Refeito, olhou-me com aquela sua feição de almofadinha e disse que estaria devolvendo em minha conta o valor daquele mês que eu antecipara. E depois nada mais disse, fechou a webcam e o seu nome sumiu dos meus contatos online.
Era melhor assim. Só um cego não veria que era passada a hora de se desfazer do Dr. Dil Page Brin e das suas insanas sessões de análise por vídeo conferência. Tudo era tão nítido. Andávamos à passos de tartaruga e o pouco percorrido trouxe resultados desanimadores já continuava insone. Em todo o caso eu tinha que reconhecer nele o faro comercial ao estabelecer um consultório com atendimento virtual à custo bem em conta. E outra. A culpa fora toda minha, pois comodista e acreditando na indicação de uma antiga  colega de faculdade  eu me livrava dos malditos consultórios, divãs freudianos, distante das filas dos elevadores e  dos abarrotados estacionamentos da caótica cidade de São Paulo.

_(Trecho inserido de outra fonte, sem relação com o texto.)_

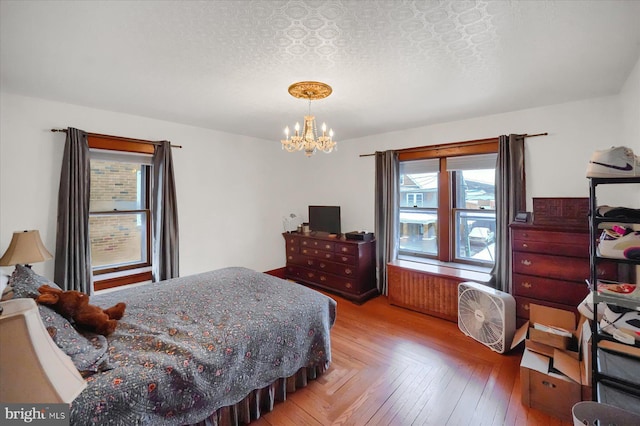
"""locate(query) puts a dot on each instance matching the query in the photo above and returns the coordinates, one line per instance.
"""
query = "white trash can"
(596, 413)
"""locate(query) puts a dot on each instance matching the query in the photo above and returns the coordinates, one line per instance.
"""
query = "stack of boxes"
(555, 371)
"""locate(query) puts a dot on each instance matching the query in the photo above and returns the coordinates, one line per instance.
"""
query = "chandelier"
(308, 140)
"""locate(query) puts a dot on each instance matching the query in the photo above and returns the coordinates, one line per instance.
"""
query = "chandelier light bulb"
(308, 141)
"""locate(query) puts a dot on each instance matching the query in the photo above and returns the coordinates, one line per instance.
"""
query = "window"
(119, 216)
(447, 202)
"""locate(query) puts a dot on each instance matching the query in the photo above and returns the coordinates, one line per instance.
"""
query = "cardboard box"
(545, 388)
(546, 339)
(553, 384)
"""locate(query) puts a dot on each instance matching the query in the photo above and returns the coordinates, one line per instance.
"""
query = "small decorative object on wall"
(307, 140)
(291, 222)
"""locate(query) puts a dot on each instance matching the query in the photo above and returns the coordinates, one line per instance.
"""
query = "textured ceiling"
(226, 65)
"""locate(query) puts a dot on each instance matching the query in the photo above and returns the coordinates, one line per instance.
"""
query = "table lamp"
(25, 248)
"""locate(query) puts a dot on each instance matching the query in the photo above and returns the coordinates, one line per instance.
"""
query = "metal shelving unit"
(614, 375)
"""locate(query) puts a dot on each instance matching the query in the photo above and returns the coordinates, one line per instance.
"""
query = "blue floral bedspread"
(188, 346)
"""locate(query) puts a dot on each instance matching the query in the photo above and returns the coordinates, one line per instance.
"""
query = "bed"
(215, 348)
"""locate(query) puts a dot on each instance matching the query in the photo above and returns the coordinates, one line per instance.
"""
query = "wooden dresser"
(550, 266)
(335, 264)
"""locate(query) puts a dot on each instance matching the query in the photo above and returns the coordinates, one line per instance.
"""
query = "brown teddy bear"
(75, 306)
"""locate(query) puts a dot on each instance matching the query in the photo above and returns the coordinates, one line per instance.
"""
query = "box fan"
(487, 315)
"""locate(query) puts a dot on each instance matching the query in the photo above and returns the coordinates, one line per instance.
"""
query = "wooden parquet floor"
(392, 366)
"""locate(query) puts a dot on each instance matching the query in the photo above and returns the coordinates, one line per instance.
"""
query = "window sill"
(121, 278)
(455, 270)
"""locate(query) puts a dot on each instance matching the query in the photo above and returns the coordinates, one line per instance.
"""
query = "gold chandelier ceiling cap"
(311, 90)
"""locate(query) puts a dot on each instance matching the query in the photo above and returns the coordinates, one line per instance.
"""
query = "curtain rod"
(462, 143)
(119, 137)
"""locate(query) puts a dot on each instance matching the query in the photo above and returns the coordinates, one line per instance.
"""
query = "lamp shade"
(32, 367)
(25, 247)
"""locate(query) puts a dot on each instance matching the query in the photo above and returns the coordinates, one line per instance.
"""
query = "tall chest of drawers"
(335, 264)
(550, 266)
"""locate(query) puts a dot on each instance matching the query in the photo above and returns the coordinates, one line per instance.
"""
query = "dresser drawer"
(317, 244)
(566, 268)
(327, 255)
(345, 258)
(564, 292)
(550, 242)
(351, 249)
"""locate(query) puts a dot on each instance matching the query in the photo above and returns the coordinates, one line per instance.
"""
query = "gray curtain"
(386, 214)
(164, 208)
(73, 246)
(510, 199)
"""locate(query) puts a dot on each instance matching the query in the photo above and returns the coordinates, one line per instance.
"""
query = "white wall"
(555, 164)
(233, 191)
(630, 100)
(230, 203)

Olho novamente para o relógio do Windows e agora ele aponta para quase 02:30 da manhã.
Repentinamente  um "Plim" –  O sinal sonoro dava conta que alguém surgia online. Olho pro boneco verde e  a pessoa  me  é visceralmente  familiar. Penso por alguns instantes e recoloco os fones de ouvido  e abro outra vez a webcam.

-Filho, boa noite! - Ela se antecipa e me cumprimenta com voz trêmula. Era normal, um fator de idade.

-Boa noite mamãe! O que foi? - respondo impaciente. Era estranho, mas mamãe sempre me causava certa impaciência.

-Ah filho... a mamãe ta preocupada com você. Olha pras tuas olheiras. Aposto que não anda comendo  direitinho, não é?  -  A sua fisionomia era crítica. Bem, nem sabia a finalidade das considerações; mamãe pesava 47 quilos e também tinha olheiras profundas. Olheiras, amor e críticas,

-Ah mãe, me alimento sim. Ao meu jeito, mas me alimento – Eu me tento me defender.

Eu olhava para mamãe e o ridículo de estarmos naquele papo e numa hora daquelas. Jesus Cristo!  Talvez a minha insônia fosse herança da própria árvore própria genealógica. – Concluí ao observar seus olhinhos notívagos. E ela, por sua vez jamais se aperceberia  do constrangimento que ma causava, ainda mais para um sujeito na minha idade. Certamente não tinha consciência que me tratava como um garotinho que se leva à escola municipal com a lancheira à tiracolo.

-Ah filho, você ta muito magrinho! Veja no espelho as tuas profundas olheiras? - Ela suspira preocupada. Ah meu Pai! Íamos começar tudo de novo.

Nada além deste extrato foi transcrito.